April 12, In 2019, Boston University finally fired David Merchant for sexually harassing Willenbring. (The university said it could not substantiate her claims of physical and psychological abuse.) Ms. Merchant issued a statement, which the Journal carried. science He reportedly swore that he had “never” sexually harassed anyone “in Antarctica in 1998 or 1999, or since”. But because of Willenbring, the word became public.
Reeling from the scandal, the National Science Foundation commissioned an external investigation into sexual assault and harassment at Antarctic research facilities. The lengthy report, released in August 2022, contained shocking allegations of assault, stalking and harassment. Former fuel superintendent Britt Berquist had a contract in McMurdo with a company now called Amentum. She supervised a crew of approximately 20 people who performed the hazardous work of handling and cleaning diesel and gasoline fuel tanks. One day in late November 2017, she said, she was sitting at a table next to a man in a senior position at Leidos, the company that manages the Antarctic research station. He groped her in front of her during a staff briefing.

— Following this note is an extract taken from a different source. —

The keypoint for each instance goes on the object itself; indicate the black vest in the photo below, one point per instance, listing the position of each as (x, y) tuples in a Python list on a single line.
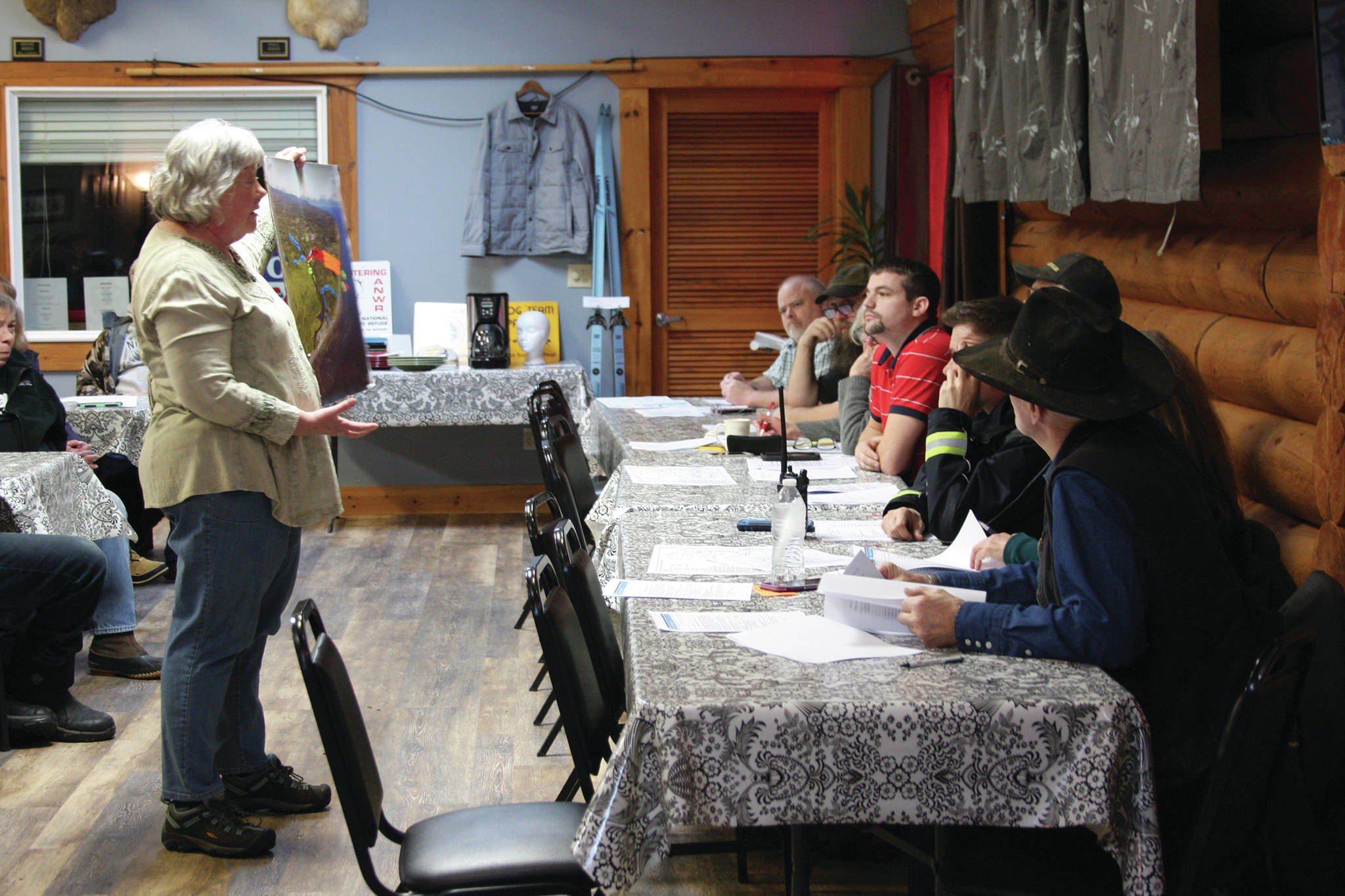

When she told her boss about it, he said he witnessed part of the incident himself. His supervisor reported it to Amentum’s human resources department. “I told HR I never wanted to be near him again. ‘I’m scared of this person,’ says Berquist, ‘and they said, ‘Okay.'”
But in 2020, during another stint with McMurdo Contractors, she was told she would attend weekly virtual meetings with the same senior officials. Berquist needed the job, but she was belittling it to herself. “It was really disgusting and awful having to see his face and hear his stories,” she says. . Why does everyone act like he’s a normal person? ”
The following year, towards the end of nearly three weeks of COVID-19 quarantine with the New Zealand crew, she looked at the manifest for the next flight to Antarctica and noticed the names of senior officials listed there. I saw it. When she called the human resources department to file her complaint, she says she received a persistent response from two officials. One of them was introduced as a spokesperson for the victims.
“I said I didn’t want anything to do with this guy yet, and they said, ‘Well, how do we deal with this?'” Berquist said of his relationship with the two women. She became emotional recalling the conversation with her employer. “I thought they were going to be on my side,” she says. Instead, they kept asking her how scared she was to be near him.
“Ultimately, I was like, ‘Yeah, yeah,'” she says, “and I was like, ‘I don’t feel safe being alone in a room with him!'” she says. After that, her signal went out and she was unable to contact him again. Berquist returned to Antarctica, where he tried to avoid high-ranking officials. However, she eventually relented, as the safety of her team depended on her communicating with him on an almost daily basis.